Last week, we had Phil Gordon in to play with us. Phil Gordon is a professional poker player who has placed multiple times in the World Series of Poker – a big deal. He’s been a commentator on poker games, designed digital poker games, and written several best sellers on poker. But more importantly, Phil is also an entrepreneur.
Before we started playing, Phil took some time to share some insights that would inspire us founders at the table: eight startup lessons we can learn from poker.
Don’t just mimic competitors. That’s the opposite of innovating and leading. Take control of the betting. Generally, when it comes to people on the team (employees), I like to bet in favor of a person. Give someone the upper hand of what you can afford to compensate them with, especially in equity.
If You Can’t Be Aggressive, Fold
Folding is the next best option if you don’t have a hand worth betting on or raising. Calling says, “I don’t know if I have the best hand,” which is something you should never do. Winners make money because people call too much. In business, once you see that data is pointing in a different direction, stop playing “calls.” It might mean you don’t have product-market fit. Just pause and reassess the game. Don’t keep playing.

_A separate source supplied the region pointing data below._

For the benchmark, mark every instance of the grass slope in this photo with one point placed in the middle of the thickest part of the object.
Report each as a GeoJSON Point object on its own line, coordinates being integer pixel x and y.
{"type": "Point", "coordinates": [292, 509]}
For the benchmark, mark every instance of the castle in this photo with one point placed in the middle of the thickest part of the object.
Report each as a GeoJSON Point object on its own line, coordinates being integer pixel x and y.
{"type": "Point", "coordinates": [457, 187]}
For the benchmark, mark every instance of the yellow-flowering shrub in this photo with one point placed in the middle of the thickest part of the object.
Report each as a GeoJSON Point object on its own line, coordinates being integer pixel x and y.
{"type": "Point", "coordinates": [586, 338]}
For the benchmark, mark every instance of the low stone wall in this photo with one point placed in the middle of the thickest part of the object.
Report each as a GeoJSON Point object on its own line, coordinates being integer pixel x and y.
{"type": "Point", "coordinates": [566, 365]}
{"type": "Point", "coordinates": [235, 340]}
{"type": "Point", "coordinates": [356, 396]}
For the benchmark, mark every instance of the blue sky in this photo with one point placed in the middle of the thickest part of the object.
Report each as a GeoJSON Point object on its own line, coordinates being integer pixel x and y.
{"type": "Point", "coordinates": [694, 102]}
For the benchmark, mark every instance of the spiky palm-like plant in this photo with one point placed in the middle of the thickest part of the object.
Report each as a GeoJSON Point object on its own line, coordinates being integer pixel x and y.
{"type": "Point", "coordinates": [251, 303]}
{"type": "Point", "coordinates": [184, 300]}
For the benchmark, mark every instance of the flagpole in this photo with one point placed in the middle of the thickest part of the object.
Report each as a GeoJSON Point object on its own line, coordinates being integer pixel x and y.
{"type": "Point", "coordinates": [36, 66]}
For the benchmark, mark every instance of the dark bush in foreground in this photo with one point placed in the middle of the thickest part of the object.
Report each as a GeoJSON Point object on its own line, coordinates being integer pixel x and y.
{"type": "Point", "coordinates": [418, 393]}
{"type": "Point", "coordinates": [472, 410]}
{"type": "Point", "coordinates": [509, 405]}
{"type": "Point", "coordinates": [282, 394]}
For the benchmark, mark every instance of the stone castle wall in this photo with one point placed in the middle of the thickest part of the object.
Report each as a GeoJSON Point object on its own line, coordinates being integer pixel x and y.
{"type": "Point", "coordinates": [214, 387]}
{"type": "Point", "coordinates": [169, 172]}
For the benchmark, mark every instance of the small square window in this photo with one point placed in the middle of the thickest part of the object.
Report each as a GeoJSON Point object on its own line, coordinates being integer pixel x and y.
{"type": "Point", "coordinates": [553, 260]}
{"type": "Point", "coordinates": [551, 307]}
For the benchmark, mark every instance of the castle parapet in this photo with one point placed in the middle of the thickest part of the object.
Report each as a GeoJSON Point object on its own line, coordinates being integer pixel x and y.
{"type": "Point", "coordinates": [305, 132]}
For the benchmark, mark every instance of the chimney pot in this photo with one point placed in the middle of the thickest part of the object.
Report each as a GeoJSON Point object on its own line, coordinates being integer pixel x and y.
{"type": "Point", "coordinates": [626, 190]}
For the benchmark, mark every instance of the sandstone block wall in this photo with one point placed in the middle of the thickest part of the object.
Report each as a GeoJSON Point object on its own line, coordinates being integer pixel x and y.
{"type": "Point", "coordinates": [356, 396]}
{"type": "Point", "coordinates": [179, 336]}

Wait before you identify a profitable opportunity. Then wait some more. Don’t throw money here and there or you’ll run out if it.
Choose Your Ambitions
Be selective of what you go after. Then, once you choose what you want, go for it. Be the person who raises the stakes, and clean up when everyone else is down and out.
You may know the right play, but it takes courage to act on it. Have courage and conviction, and aim for success. Otherwise, you’re just hoping for the best, rather than making it happen.
Bad things are going to happen. A bad poker player will take the bad beat then instantly spew the rest of their chips. But it’s the bounce back that will define you and the way investors think about you. You can’t teach resilience. You either have it or you don’t.
Assume the Game Will Be Hard
Just like the game of poker, starting up is not easy. We had to pivot in May 2015, and I had to make some heart-wrenching decisions that involved letting go of my team and rebuilding it from scratch. But we were able to figure out a way to rebuild a different kind of team and continue to make progress.
Look for tells. Tells are signs that give away the strength of a person’s hand. In the startup world, this means navigating to the spot competitors have overlooked and taking ownership of it. Always look for the one little tell or weakness in your industry, then be aggressive.
Desire to Improve
Work your game and don’t be afraid to ask the better players for help. Take them up on their expertise, and always work to improve your own game.
If you’re to take any entrepreneurial lesson from poker, it’s to be real. Don’t talk yourself into playing if you don’t know that you have the best hand. How you get to the end does matter. Don’t sell yourself short by running out of fuel earlier than you want.